Ci sono nonni che in questi giorni di quarantena non possono vedere i propri nipoti. Possono sentirli al telefono, incontrarli in video chat, scrivere loro un messaggio. Ma non è la stessa cosa. Un abbraccio, un pomeriggio da passare insieme, sono desideri che in questa situazione fanno sentire ancora di più la distanza, il distacco da un affetto così vero.
Ma c’è un segreto che aiuta a superare tutto questo. Sono le favole, quelle che aspettano solo di essere scritte e raccontate. Quelle favole che, come Gianni Rodari ci ha insegnato, descrivono sentimenti ancora veri e nella loro semplicità ci fanno riconoscere.
Provate a scriverne una e se già ce l’avete, tiratela fuori. Bambine, bambini e tanti nostri nipoti sogneranno viaggi e avventure, impareranno dalle storie e vivranno tante vite. Con la fantasia, i muri di casa spariranno. Inviate le vostre favole e i disegni dei bimbi a: redazione@libereta.it
Ai bimbi una fiaba, ai nonni un disegno #2
Passeggiata nel bosco
Michela è molto contenta quando, terminato l’anno scolastico, può passare le vacanze con la nonna nella casetta in mezzo ai boschi. Può correre per i prati e i sentieri di montagna, portare al pascolo la capretta che ogni giorno regala quel buon latte fresco, accudire le tre galline che ogni giorno regalano un ovetto… Poi via in libertà. Papà e mamma verranno domenica per passare la giornata assieme a lei.
– Nonna mi racconti una storia? La storia di Bubu…

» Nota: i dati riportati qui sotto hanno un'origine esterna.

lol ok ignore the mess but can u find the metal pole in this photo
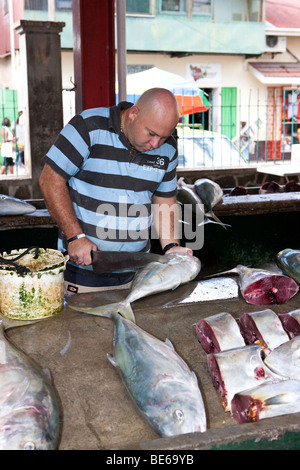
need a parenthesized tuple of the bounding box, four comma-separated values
(116, 0, 127, 102)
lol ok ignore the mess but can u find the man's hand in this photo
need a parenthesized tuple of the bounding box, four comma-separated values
(67, 237, 97, 266)
(164, 245, 193, 257)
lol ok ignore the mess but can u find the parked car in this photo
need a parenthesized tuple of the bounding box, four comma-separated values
(177, 129, 248, 168)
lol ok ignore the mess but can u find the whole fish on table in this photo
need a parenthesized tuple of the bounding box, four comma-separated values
(276, 248, 300, 284)
(196, 312, 245, 354)
(69, 253, 201, 323)
(0, 319, 59, 450)
(239, 309, 290, 353)
(211, 264, 299, 305)
(207, 344, 283, 412)
(68, 309, 207, 437)
(264, 336, 300, 380)
(279, 309, 300, 339)
(0, 194, 36, 216)
(231, 380, 300, 424)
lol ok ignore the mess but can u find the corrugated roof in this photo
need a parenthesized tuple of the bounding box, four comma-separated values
(249, 62, 300, 77)
(248, 62, 300, 84)
(266, 0, 300, 29)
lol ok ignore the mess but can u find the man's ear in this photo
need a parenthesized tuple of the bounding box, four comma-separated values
(128, 105, 139, 122)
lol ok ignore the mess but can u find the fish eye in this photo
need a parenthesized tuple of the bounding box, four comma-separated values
(23, 441, 36, 450)
(173, 409, 184, 422)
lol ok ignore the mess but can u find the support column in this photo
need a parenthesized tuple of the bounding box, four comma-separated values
(15, 20, 65, 198)
(72, 0, 115, 113)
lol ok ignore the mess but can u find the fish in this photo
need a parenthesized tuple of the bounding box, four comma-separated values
(228, 186, 248, 196)
(207, 344, 283, 412)
(259, 181, 282, 194)
(231, 380, 300, 424)
(276, 248, 300, 284)
(238, 309, 290, 353)
(69, 253, 201, 322)
(285, 180, 300, 192)
(0, 319, 59, 450)
(0, 194, 36, 216)
(196, 312, 245, 354)
(177, 177, 229, 228)
(68, 309, 207, 437)
(193, 178, 227, 229)
(264, 336, 300, 380)
(210, 264, 299, 305)
(279, 309, 300, 339)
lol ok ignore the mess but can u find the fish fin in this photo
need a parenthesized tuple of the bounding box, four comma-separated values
(69, 301, 136, 323)
(117, 303, 136, 323)
(264, 393, 292, 406)
(165, 338, 174, 349)
(206, 211, 228, 230)
(107, 353, 117, 367)
(42, 368, 52, 382)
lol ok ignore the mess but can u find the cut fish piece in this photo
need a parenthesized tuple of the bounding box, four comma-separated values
(279, 309, 300, 339)
(239, 309, 290, 352)
(196, 312, 245, 354)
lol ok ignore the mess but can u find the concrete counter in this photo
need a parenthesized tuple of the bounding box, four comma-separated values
(6, 281, 300, 450)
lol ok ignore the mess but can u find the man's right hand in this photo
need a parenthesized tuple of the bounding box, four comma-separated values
(67, 237, 97, 266)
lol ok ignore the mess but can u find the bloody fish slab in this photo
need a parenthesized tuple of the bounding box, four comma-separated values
(239, 309, 290, 352)
(234, 265, 298, 305)
(231, 380, 300, 424)
(196, 312, 245, 354)
(279, 309, 300, 339)
(207, 344, 282, 412)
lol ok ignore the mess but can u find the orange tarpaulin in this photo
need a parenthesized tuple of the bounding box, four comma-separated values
(175, 93, 210, 116)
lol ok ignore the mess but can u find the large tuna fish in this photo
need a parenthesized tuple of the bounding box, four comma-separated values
(68, 309, 207, 437)
(264, 336, 300, 380)
(0, 319, 59, 450)
(194, 178, 226, 228)
(239, 309, 290, 352)
(276, 248, 300, 284)
(231, 380, 300, 424)
(196, 312, 245, 354)
(177, 177, 228, 228)
(0, 194, 36, 216)
(211, 265, 299, 305)
(279, 309, 300, 339)
(71, 253, 201, 322)
(207, 344, 282, 412)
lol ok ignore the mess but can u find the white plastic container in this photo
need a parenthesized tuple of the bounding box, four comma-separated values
(0, 248, 67, 319)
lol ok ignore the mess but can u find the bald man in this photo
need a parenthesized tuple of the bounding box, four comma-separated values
(40, 88, 192, 293)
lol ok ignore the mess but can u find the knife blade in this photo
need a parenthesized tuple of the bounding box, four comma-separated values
(91, 250, 167, 274)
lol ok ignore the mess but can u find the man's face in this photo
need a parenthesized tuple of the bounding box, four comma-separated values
(127, 105, 178, 153)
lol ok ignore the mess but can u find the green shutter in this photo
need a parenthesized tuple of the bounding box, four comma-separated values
(221, 87, 237, 140)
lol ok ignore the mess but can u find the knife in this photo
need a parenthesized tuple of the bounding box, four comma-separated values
(91, 250, 168, 274)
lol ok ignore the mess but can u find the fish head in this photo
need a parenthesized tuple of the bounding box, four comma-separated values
(0, 409, 59, 450)
(145, 378, 206, 437)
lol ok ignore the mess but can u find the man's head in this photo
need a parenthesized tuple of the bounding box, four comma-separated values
(124, 88, 179, 153)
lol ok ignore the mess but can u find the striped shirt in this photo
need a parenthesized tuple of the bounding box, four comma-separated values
(43, 102, 178, 254)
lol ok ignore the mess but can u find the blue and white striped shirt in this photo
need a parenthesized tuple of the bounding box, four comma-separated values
(43, 102, 178, 253)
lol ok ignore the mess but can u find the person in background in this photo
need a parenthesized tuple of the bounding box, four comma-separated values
(0, 118, 16, 175)
(40, 87, 193, 294)
(12, 111, 25, 168)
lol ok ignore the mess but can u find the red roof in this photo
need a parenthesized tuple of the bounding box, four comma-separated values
(266, 0, 300, 29)
(249, 62, 300, 77)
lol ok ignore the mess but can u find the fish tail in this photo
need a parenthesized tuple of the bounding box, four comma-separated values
(69, 301, 136, 323)
(206, 211, 228, 230)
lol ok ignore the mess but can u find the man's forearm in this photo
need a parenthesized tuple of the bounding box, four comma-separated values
(39, 164, 83, 240)
(152, 195, 181, 249)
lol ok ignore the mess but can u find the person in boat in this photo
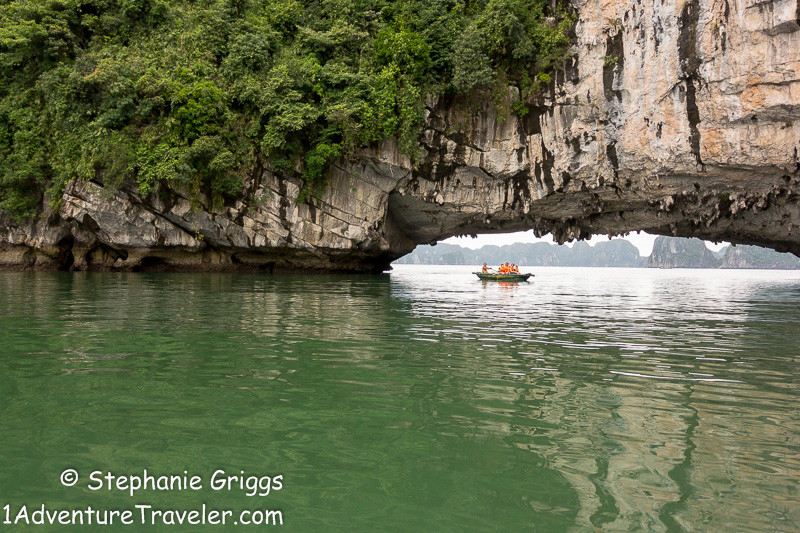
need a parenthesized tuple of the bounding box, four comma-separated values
(482, 263, 488, 273)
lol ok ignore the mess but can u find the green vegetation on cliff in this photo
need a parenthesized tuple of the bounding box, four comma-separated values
(0, 0, 573, 220)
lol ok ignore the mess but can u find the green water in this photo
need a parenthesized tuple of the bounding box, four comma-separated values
(1, 266, 799, 532)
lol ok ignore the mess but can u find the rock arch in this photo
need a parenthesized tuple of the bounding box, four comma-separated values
(382, 0, 800, 265)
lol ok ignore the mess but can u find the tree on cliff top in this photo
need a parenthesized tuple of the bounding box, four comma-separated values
(0, 0, 573, 220)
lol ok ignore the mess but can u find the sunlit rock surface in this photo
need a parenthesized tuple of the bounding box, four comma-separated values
(2, 0, 799, 272)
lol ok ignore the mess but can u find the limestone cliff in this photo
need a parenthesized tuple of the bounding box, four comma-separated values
(396, 239, 646, 267)
(648, 236, 720, 267)
(720, 244, 800, 267)
(2, 0, 799, 272)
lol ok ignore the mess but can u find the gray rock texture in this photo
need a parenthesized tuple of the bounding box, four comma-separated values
(648, 236, 721, 267)
(2, 0, 799, 272)
(720, 244, 800, 268)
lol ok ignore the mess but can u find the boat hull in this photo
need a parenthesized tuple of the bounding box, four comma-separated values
(474, 273, 533, 282)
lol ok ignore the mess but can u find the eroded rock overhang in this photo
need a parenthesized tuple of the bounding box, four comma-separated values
(389, 0, 800, 258)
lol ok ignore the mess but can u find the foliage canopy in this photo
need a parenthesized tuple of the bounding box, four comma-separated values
(0, 0, 572, 218)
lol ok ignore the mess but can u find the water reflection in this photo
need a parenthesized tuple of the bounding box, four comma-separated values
(0, 267, 798, 531)
(389, 266, 800, 531)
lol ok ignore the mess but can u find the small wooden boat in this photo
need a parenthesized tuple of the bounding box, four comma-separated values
(474, 272, 533, 282)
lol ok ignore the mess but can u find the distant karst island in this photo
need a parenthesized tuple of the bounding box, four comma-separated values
(394, 236, 800, 269)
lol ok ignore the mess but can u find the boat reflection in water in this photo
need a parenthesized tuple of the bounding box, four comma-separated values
(481, 280, 522, 292)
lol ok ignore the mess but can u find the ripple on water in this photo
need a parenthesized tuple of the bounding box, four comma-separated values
(0, 268, 798, 531)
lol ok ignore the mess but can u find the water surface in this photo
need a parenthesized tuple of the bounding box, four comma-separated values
(0, 266, 798, 531)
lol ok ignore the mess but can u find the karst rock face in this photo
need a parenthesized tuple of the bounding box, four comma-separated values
(2, 0, 799, 272)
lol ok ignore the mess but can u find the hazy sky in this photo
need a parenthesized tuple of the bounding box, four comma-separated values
(441, 231, 729, 257)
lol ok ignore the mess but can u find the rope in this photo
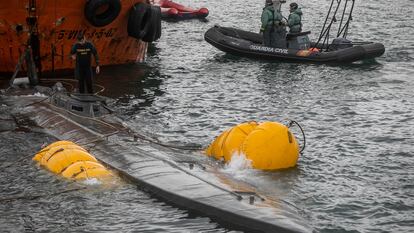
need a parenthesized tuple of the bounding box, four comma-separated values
(287, 120, 306, 154)
(39, 78, 105, 95)
(9, 49, 28, 86)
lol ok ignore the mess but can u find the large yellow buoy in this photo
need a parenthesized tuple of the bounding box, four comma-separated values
(33, 141, 115, 182)
(39, 144, 97, 174)
(222, 121, 258, 161)
(33, 141, 76, 162)
(61, 161, 113, 180)
(205, 121, 301, 171)
(242, 122, 299, 170)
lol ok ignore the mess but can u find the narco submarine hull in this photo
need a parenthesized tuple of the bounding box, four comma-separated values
(0, 88, 314, 233)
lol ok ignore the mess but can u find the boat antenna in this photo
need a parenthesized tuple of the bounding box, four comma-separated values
(337, 0, 356, 38)
(314, 0, 343, 51)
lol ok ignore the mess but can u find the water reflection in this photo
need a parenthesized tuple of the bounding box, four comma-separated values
(94, 64, 166, 116)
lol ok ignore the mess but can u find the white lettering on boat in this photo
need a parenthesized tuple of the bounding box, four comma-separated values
(249, 45, 289, 54)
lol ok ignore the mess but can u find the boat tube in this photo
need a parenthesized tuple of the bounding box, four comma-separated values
(204, 25, 385, 63)
(1, 87, 313, 233)
(157, 0, 209, 20)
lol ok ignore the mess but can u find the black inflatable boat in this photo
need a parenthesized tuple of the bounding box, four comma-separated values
(204, 25, 385, 63)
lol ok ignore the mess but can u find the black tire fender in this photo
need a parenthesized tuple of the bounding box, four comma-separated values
(127, 3, 152, 39)
(85, 0, 122, 27)
(142, 6, 162, 42)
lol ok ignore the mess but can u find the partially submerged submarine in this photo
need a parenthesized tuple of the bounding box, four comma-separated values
(1, 85, 313, 233)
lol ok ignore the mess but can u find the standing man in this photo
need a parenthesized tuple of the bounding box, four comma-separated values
(260, 0, 287, 48)
(71, 33, 100, 94)
(288, 2, 303, 33)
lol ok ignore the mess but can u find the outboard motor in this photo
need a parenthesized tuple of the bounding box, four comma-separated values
(287, 31, 311, 50)
(329, 37, 353, 51)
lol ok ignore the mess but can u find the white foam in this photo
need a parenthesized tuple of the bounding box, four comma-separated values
(222, 153, 255, 179)
(82, 178, 102, 186)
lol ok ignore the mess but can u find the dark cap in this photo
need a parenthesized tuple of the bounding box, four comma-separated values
(265, 0, 273, 6)
(290, 2, 298, 9)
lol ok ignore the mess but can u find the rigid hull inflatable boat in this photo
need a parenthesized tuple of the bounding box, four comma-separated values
(204, 26, 385, 63)
(1, 88, 313, 233)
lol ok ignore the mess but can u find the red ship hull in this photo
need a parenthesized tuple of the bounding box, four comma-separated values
(0, 0, 150, 74)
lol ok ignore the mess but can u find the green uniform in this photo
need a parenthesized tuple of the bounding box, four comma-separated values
(260, 6, 286, 48)
(288, 8, 302, 33)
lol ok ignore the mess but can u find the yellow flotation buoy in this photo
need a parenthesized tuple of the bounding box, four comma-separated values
(205, 129, 231, 160)
(44, 148, 97, 174)
(242, 122, 299, 170)
(33, 141, 113, 182)
(222, 121, 259, 161)
(61, 161, 113, 180)
(205, 121, 302, 170)
(33, 141, 76, 162)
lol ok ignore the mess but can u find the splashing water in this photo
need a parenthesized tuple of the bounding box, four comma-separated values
(82, 178, 102, 186)
(225, 153, 252, 170)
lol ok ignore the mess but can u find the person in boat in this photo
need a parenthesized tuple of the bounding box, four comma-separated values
(287, 2, 303, 33)
(260, 0, 287, 48)
(70, 33, 100, 94)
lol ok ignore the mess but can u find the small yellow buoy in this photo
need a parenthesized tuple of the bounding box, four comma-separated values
(61, 161, 113, 180)
(33, 141, 76, 162)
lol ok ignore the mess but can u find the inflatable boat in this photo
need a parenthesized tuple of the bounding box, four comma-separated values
(1, 86, 312, 233)
(157, 0, 209, 20)
(204, 25, 385, 63)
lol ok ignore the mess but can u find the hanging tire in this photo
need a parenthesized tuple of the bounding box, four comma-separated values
(84, 0, 121, 27)
(128, 4, 161, 42)
(127, 3, 151, 39)
(142, 6, 162, 42)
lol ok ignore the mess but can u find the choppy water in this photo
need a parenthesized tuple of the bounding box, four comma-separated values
(1, 0, 413, 232)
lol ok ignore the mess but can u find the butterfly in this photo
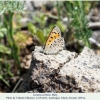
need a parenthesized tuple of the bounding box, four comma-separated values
(43, 25, 65, 54)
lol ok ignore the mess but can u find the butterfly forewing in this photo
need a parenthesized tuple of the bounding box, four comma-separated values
(43, 25, 65, 54)
(44, 26, 61, 49)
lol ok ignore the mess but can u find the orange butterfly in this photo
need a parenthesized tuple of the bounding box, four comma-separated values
(43, 25, 65, 54)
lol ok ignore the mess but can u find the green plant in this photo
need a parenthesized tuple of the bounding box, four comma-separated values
(28, 22, 50, 44)
(64, 1, 92, 48)
(0, 1, 25, 68)
(0, 21, 12, 87)
(56, 1, 61, 20)
(28, 8, 66, 45)
(0, 23, 7, 38)
(0, 44, 12, 87)
(0, 1, 25, 88)
(33, 13, 47, 29)
(28, 20, 66, 45)
(0, 62, 13, 87)
(0, 22, 12, 87)
(0, 44, 11, 55)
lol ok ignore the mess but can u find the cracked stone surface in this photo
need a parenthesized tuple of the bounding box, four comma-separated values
(17, 46, 100, 93)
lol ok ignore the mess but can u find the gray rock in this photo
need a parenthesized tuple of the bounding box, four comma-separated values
(17, 46, 100, 93)
(60, 46, 100, 92)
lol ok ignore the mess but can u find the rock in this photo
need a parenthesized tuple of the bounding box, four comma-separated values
(17, 46, 100, 93)
(88, 22, 100, 29)
(89, 31, 100, 47)
(32, 1, 48, 8)
(60, 46, 100, 92)
(92, 8, 99, 16)
(21, 54, 31, 69)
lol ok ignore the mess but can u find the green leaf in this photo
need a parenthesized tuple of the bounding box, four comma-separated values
(0, 75, 10, 87)
(36, 29, 45, 44)
(0, 28, 7, 34)
(33, 16, 41, 24)
(0, 75, 3, 79)
(56, 21, 66, 32)
(0, 44, 11, 54)
(0, 32, 4, 38)
(0, 1, 25, 15)
(6, 64, 13, 77)
(28, 23, 37, 35)
(0, 58, 3, 61)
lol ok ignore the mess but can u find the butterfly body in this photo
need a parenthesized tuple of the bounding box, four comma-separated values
(43, 26, 65, 54)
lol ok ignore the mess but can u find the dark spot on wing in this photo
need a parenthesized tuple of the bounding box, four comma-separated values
(53, 32, 57, 34)
(54, 40, 56, 43)
(54, 36, 56, 39)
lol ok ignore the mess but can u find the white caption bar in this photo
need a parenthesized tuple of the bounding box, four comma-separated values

– Ma l’ho raccontata tante volte.
– È sempre bello ascoltarla, qui vicino al fuoco.
– Va bene.
In una casetta sulla montagna, in un tempo in cui non c’erano ancora strade comode e automobili, abitava una nonna. Anche lei aveva una nipotina come te, che amava passare le vacanze in quella casetta. Il suo papà era morto in guerra e la mamma per guadagnare da vivere faceva la lavandaia sulle sponde del canale di Riva Reno a Bologna. Vita dura, perciò la piccola Luisa era felice di passare le vacanze dalla nonna. Tutto il giorno correva per i prati raccogliendo fiori, more e bacche dolcissime.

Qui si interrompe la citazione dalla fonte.